Crise, polémiques, et spectre d’une poussée du Front national : c’est une rentrée maussade qu’ont illustrée les journées parlementaires. Députés et sénateurs socialistes ont broyé du noir à Bordeaux. Communication calamiteuse du gouvernement sur le budget et la fiscalité, sentiment de zigzag – pour reprendre la formule de Claude Bartolone – sur la ligne politique, polémiques à répétition dans la majorité, pression de l’aile gauche sur le pouvoir d’achat… Derrière tous ces griefs que synthétise l’impopularité du pouvoir,  il y a la sourde angoisse des élus de terrain de voir le Front national progresser partout, au point de pouvoir être présent au second tour des municipales et de rafler la mise aux européennes.
Ce constat est partagé par les parlementaires de l’UMP qui constatent eux aussi le succès auprès de leurs électeurs des idées de l’extrême droite. D’où leur exaspération face à la controverse sur le vote FN relancée par François Fillon, à la guerre des chefs qui perdure entre les nombreux prétendants à la présidentielle de 2017 ou au feuilleton des affaires judiciaires de Nicolas Sarkozy.
La douceur angevine ne fut également d’aucun secours aux élus Verts réunis à Angers.
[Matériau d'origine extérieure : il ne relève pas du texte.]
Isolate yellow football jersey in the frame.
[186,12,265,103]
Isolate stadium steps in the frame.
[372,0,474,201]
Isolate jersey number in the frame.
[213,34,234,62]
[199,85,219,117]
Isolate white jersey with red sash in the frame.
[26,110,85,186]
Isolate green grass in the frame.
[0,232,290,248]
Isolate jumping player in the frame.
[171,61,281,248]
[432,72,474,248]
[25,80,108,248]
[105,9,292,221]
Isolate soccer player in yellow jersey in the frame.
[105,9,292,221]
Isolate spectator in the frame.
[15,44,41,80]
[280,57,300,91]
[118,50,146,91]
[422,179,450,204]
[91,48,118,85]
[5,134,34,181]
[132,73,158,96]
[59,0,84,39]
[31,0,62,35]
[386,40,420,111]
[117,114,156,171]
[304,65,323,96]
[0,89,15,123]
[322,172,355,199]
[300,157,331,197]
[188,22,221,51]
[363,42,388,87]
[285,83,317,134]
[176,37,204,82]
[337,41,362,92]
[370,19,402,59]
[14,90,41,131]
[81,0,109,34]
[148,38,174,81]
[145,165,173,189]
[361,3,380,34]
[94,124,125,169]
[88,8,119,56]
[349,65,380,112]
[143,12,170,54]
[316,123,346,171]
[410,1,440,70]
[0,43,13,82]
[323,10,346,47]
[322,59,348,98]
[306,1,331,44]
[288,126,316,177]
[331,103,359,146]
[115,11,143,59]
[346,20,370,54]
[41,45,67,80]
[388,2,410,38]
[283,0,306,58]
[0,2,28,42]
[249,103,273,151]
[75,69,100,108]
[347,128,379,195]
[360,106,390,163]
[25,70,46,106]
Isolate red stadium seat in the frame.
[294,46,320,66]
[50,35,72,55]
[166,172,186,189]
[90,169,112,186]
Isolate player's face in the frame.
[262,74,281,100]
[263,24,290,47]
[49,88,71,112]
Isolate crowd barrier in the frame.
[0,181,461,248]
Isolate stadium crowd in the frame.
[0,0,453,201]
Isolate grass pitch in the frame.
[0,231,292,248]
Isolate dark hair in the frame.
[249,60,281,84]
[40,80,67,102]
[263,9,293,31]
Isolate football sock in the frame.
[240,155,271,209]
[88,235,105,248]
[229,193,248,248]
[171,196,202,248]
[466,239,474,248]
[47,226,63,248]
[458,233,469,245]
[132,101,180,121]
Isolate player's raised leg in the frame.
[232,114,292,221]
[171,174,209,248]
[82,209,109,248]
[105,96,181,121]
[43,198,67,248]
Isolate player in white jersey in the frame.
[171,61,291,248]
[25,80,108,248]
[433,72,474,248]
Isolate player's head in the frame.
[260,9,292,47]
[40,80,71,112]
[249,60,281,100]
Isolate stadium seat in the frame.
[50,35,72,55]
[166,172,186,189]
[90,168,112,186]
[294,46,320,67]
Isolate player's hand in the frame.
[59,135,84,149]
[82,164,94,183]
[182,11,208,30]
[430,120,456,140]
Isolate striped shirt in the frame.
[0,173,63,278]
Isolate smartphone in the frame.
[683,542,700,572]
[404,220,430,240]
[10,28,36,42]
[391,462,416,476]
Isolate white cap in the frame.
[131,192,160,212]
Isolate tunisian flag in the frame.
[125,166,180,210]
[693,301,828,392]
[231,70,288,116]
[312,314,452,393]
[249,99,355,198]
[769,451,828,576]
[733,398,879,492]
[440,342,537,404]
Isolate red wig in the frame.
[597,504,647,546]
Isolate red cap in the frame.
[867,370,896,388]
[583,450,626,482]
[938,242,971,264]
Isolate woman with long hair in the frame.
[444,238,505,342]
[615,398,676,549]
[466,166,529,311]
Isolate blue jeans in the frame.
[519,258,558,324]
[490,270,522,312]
Ca ne pouvait plus mal commencer, avec le départ de Noël Mamère et la démission du secrétaire national Pascal Durand, dénonçant ensemble les manœuvres d’appareil et l’entre-soi des écologistes. Cécile Duflot, en politique aguerrie, a voulu resserrer les rangs avec le dossier des Roms. Mais l’excès de son argumentation – le pacte républicain remis en cause – exacerbe un dossier dans lequel l’opinion suit Manuel Valls, et apporte de l’eau au moulin des partisans du départ des Verts du gouvernement.
La confusion est également de mise au Front de Gauche. Ses parlementaires se sont retrouvés sans Jean-Luc Mélenchon, qui a crié à l’ostracisme. Et le tribun a pu constater que les communistes ne le suivaient pas dans ses appels à voter contre le budget et à refuser tout accord avec les socialistes aux municipales. Le Front national n’a pas ces soucis. Il est resté discret, laissant les partis de gouvernement s’écharper et les Français exaspérés porter une oreille de plus en plus attentive à ses représentants.